Favelas que surgiram
exatamente para facilitar a vida dos trabalhadores, que iam morar perto do
emprego: a maior delas, o Jacarezinho, acolhia a mão de obra do maior parque
metalúrgico e fazia parede com fábricas como a General Electric, que chegou a empregar 7 mil trabalhadores na
década de 70, com uma porta de acesso direto para a
comunidade.
Depois de muitas
crises, em que foi se desfazendo progressivamente das linhas de montagem, a
multinacional fechou suas portas e foi fabricar lâmpadas na China para vender
no Brasil com maiores ganhos.
São exatamente
os galpões das indústrias desativadas nos bairros de Maria da Graça, Jacaré,
Engenho Novo, Cachambi, Benfica e adjacências que passaram a ser visados pelos
desempregados e subempregados das novas gerações, que cresceram já sem
perspectivas principalmente pela baixa escolaridade e já não tinham mais
espaços em suas comunidades, mesmo nas beiras dos rios, como acontece na
chamada Favela da Xuxa, ali junto ao Largo do Jacaré.

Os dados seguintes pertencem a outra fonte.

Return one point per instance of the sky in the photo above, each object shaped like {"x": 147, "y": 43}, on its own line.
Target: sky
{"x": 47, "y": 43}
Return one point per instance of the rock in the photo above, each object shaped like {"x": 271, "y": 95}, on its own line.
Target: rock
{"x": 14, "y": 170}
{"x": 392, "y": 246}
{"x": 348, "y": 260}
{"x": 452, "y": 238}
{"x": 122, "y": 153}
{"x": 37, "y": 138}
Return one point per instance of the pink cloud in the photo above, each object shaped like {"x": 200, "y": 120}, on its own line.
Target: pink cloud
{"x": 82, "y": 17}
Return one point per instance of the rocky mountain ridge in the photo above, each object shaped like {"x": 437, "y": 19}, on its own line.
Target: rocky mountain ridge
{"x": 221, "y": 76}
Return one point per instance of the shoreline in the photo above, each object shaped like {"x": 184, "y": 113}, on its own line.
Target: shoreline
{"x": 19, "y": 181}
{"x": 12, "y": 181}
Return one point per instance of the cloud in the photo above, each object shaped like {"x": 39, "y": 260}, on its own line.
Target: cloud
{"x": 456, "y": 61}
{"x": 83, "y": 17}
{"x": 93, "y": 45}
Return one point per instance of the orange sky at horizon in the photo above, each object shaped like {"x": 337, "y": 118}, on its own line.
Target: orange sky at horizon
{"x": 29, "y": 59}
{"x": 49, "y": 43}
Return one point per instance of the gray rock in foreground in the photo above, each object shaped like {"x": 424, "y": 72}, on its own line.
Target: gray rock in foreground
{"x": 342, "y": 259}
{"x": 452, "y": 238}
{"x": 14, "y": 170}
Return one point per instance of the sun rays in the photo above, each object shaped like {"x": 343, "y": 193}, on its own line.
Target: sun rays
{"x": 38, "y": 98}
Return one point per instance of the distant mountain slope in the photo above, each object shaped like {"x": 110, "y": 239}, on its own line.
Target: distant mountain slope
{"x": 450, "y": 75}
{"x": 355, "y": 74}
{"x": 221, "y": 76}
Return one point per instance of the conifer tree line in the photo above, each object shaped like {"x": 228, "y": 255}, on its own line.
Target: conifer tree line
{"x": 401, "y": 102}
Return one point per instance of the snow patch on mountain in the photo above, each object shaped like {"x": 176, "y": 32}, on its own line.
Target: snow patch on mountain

Nessas áreas em que pelo
menos 300 empresas grandes e médias fecharam as portas, dezenas de galpões
foram invadidos ao longo dos últimos vinte anos. Em alguns casos, como na CCPL,
na confluência da Dom Helder Câmara com Leopoldo Bulhões, houve reintegração de
posse. Mas na maioria, não.
Essas invasões
de galpões e prédios desativados não acontecem só nessa região, muito menos só
no Rio de Janeiro. Refletem a prevalência de interesses econômicos setoriais,
como a construção civil, que se valem de velhos expedientes e antigas alegações
para induzirem os governos a entenderem a crise como meramente habitacional.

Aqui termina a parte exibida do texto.